File::exists('example.txt');
DB::table('app_config')->get();
Optimizing Collation Usage
Applying collation to the column side of a WHERE clause can prevent index usage, leading to slower query performance. We corrected this by applying the COLLATE clause to the parameter side, allowing MySQL to leverage indexes effectively.
Instead of:
WHERE column_name COLLATE utf8mb4_unicode_ci = @parameter
We now use:
WHERE column_name = @parameter COLLATE utf8mb4_unicode_ci
Ensuring Deterministic Subqueries
A subquery with a LIMIT 1 clause but without an ORDER BY clause can return unpredictable results. To ensure consistent behavior, we added an ORDER BY clause to make the subquery deterministic.
For example, instead of:
SELECT id FROM table WHERE name = 'example' LIMIT 1
We now use:
SELECT id FROM table WHERE name = 'example' ORDER BY id ASC LIMIT 1
Tie-breakers for Deterministic Ordering
When using ORDER BY with LIMIT, ties in the ordering column can lead to non-deterministic results. We added a secondary sort column to ensure consistent ordering.
Instead of:
ORDER BY total_cost DESC
We now use:
ORDER BY total_cost DESC, product_id ASC
Coding Style and Exception Handling
We also addressed minor coding style issues, such as adding a space after the not operator (!) and using use statements for exception classes instead of fully qualified names. This improves code readability and maintainability.
For example, we changed:
if(!File::exists($file)) {
throw new \Illuminate\Contracts\Filesystem\FileNotFoundException('File not found');
}
To:
use Illuminate\Contracts\Filesystem\FileNotFoundException;
if (! File::exists($file)) {
throw new FileNotFoundException('File not found');
}
Rollback Strategy Documentation
For migrations that update stored procedures, we added comments to the down() method to document the rollback strategy, which typically involves manually executing a previous version of the SQL file.

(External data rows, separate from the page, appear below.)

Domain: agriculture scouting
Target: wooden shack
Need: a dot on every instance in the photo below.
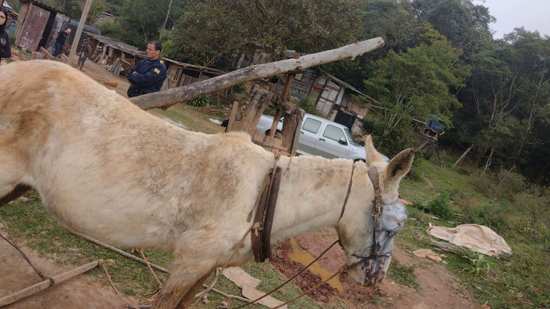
(119, 57)
(38, 25)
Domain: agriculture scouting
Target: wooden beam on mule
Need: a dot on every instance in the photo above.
(46, 284)
(181, 94)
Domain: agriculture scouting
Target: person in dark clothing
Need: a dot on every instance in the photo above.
(5, 48)
(149, 74)
(60, 42)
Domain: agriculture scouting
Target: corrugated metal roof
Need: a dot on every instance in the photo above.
(43, 6)
(134, 51)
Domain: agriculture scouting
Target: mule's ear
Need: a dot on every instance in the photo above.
(400, 165)
(372, 154)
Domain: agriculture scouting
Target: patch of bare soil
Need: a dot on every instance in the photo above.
(437, 287)
(80, 292)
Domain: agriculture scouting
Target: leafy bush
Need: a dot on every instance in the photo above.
(510, 183)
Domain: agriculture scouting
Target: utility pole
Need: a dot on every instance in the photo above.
(167, 14)
(72, 55)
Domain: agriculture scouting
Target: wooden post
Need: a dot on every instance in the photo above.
(181, 94)
(233, 116)
(167, 14)
(46, 284)
(72, 55)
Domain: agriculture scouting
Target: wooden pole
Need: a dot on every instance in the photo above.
(72, 55)
(181, 94)
(167, 14)
(46, 284)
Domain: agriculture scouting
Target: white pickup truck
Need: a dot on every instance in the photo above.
(322, 137)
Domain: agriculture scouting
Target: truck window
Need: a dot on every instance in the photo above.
(334, 133)
(311, 125)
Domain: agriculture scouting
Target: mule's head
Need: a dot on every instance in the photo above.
(366, 234)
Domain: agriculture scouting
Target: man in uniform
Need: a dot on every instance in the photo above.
(149, 74)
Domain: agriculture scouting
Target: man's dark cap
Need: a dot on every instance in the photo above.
(158, 45)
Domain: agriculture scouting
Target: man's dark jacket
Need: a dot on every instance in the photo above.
(146, 77)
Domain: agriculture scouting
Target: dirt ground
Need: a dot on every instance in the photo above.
(81, 292)
(437, 287)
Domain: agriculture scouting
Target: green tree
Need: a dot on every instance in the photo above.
(506, 100)
(416, 83)
(73, 8)
(211, 29)
(464, 23)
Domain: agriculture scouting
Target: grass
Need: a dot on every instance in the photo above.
(29, 223)
(521, 281)
(191, 118)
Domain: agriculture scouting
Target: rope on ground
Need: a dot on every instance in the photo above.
(313, 288)
(227, 295)
(291, 278)
(117, 292)
(38, 272)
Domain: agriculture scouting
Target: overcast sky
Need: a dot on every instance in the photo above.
(531, 14)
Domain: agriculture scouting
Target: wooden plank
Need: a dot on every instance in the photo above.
(46, 284)
(73, 59)
(119, 251)
(181, 94)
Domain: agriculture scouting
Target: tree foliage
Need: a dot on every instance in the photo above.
(416, 83)
(211, 29)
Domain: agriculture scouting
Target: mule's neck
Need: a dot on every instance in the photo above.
(311, 196)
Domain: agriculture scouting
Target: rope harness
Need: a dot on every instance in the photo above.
(367, 261)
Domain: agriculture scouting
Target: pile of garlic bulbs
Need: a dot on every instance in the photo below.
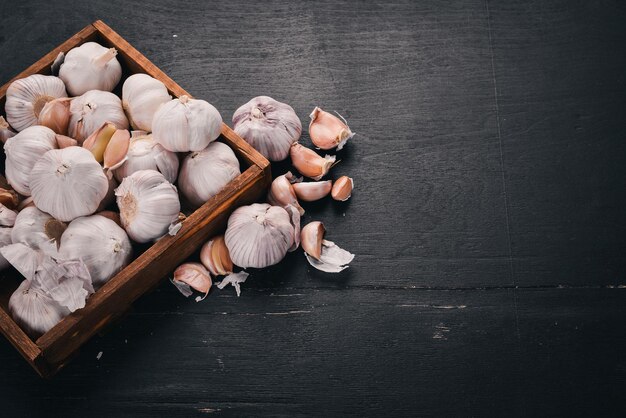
(261, 234)
(81, 189)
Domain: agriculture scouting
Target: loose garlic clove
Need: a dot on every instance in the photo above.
(309, 164)
(186, 124)
(214, 256)
(90, 66)
(313, 190)
(68, 183)
(268, 125)
(282, 192)
(342, 189)
(56, 115)
(327, 131)
(26, 98)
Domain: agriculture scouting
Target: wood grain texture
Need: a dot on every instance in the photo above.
(487, 217)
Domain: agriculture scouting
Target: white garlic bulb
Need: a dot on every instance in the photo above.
(145, 154)
(68, 183)
(90, 67)
(186, 124)
(26, 98)
(203, 174)
(141, 97)
(260, 235)
(100, 243)
(269, 126)
(92, 110)
(148, 205)
(22, 152)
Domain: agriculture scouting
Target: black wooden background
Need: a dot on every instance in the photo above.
(488, 218)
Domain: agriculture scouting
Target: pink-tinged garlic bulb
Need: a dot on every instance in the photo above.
(268, 125)
(327, 131)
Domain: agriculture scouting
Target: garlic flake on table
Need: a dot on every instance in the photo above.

public function down(): void
{
// Procedure updates are not rolled back automatically.
// To restore the previous version, manually execute the prior SQL file
// or create a new migration with the old procedure definition.
}
Handling NULL Values in Comparisons
When comparing a nullable column to a value, we need to handle NULL values explicitly to avoid unexpected filtering. We updated conditions like column != 'value' to (column IS NULL OR column != 'value').
Instead of:
WHERE column != 'flexible'
We now use:
WHERE (column IS NULL OR column != 'flexible')
Preserving Product Identity in Aggregations
To prevent merging distinct products with identical names during aggregations, we included the product_id in the GROUP BY clause of relevant CTEs. This ensures that each product is treated as a unique entity.
Instead of:
GROUP BY product_name, category
We now use:
GROUP BY product_id, product_name, category
Accounting for Multi-Year Rates
We identified an issue where rates were joined based only on the start year of the report, leading to incorrect cost calculations for multi-year reports. We corrected this by joining rates based on the year of the transaction.
Instead of:
JOIN rates RT ON RT.year = YEAR(reportStartDate)
We now use:
JOIN rates RT ON RT.year = YEAR(date_of_transaction)

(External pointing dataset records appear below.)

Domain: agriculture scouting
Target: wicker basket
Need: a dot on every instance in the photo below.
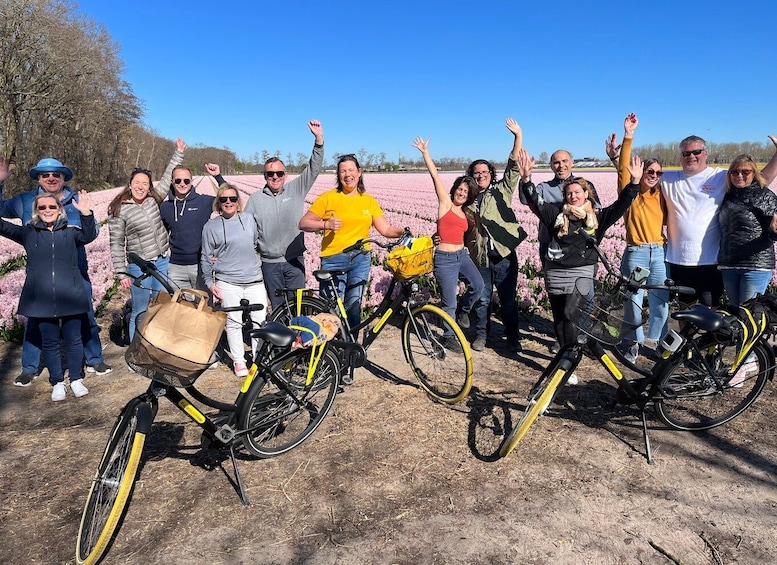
(601, 317)
(406, 263)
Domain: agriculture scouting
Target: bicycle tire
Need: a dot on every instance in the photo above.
(310, 306)
(112, 485)
(279, 423)
(438, 353)
(539, 399)
(691, 401)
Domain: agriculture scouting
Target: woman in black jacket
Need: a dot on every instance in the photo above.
(748, 222)
(54, 293)
(570, 225)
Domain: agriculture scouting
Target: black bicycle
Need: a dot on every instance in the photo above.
(708, 373)
(285, 397)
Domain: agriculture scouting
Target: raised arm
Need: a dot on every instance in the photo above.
(443, 198)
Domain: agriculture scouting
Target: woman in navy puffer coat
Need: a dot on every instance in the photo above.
(54, 293)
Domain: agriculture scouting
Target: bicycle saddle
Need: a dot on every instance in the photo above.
(701, 317)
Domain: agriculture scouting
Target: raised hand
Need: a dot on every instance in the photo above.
(612, 147)
(421, 145)
(513, 126)
(630, 124)
(317, 131)
(84, 203)
(525, 163)
(636, 168)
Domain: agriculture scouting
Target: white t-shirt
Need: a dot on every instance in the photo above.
(692, 203)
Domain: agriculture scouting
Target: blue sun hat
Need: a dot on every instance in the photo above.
(49, 165)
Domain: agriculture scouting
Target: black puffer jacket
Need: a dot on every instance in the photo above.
(745, 238)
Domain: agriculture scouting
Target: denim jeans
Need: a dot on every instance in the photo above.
(448, 267)
(90, 335)
(650, 256)
(141, 297)
(255, 293)
(350, 286)
(285, 274)
(501, 272)
(743, 284)
(71, 342)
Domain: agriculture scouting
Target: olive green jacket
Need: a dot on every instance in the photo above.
(496, 219)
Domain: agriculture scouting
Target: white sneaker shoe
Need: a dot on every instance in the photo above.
(58, 392)
(78, 388)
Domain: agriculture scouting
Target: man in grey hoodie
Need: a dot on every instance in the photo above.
(278, 208)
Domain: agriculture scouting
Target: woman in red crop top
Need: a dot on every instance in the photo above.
(451, 258)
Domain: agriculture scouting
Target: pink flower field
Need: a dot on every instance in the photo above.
(407, 199)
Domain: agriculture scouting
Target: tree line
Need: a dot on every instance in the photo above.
(62, 96)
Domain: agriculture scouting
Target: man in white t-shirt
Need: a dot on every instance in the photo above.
(693, 197)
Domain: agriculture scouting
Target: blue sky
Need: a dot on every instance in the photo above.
(248, 75)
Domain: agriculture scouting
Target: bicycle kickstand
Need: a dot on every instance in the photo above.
(648, 450)
(238, 480)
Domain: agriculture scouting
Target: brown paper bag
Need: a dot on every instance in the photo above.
(183, 328)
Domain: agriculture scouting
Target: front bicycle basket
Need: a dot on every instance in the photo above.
(407, 262)
(601, 316)
(162, 366)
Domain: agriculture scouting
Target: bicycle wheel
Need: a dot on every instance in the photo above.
(690, 398)
(112, 485)
(281, 411)
(438, 352)
(539, 399)
(309, 306)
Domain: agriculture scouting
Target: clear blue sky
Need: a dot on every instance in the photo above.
(248, 75)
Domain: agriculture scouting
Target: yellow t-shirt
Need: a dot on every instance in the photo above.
(356, 213)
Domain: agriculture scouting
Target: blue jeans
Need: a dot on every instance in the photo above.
(448, 267)
(650, 256)
(351, 284)
(71, 342)
(501, 272)
(90, 335)
(141, 297)
(743, 284)
(286, 274)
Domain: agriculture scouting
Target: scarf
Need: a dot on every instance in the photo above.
(584, 212)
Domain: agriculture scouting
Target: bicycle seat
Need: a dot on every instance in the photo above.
(326, 276)
(701, 317)
(277, 334)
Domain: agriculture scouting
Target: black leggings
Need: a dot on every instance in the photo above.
(565, 308)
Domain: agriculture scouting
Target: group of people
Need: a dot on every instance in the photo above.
(720, 228)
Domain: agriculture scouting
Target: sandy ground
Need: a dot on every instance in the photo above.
(394, 478)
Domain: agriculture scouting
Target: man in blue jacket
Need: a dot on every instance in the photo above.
(52, 176)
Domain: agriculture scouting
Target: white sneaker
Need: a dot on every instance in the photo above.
(78, 388)
(58, 392)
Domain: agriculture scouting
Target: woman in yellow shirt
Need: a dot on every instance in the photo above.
(345, 214)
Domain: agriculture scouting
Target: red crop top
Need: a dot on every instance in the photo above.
(451, 228)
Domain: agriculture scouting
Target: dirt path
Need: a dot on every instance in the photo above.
(394, 478)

Preventing Recipe Double-Counting
We addressed an issue where recipes could be double-counted across the report window. To fix this, we joined recipes to sales data before aggregation, ensuring that each sale is linked to the correct recipe version based on its transaction date.
Handling Null Mass Values
To avoid null costs, we now handle null mass values by either filtering them out at the join or using COALESCE to replace them with 0 in calculations.
Conclusion
These improvements enhance the reliability and efficiency of our reporting queries. By addressing potential issues related to data consistency, query performance, and coding standards, we ensure that our application provides accurate and timely insights. Key takeaways include the importance of explicit imports, correct collation usage, deterministic queries, proper NULL handling, and accurate aggregation logic.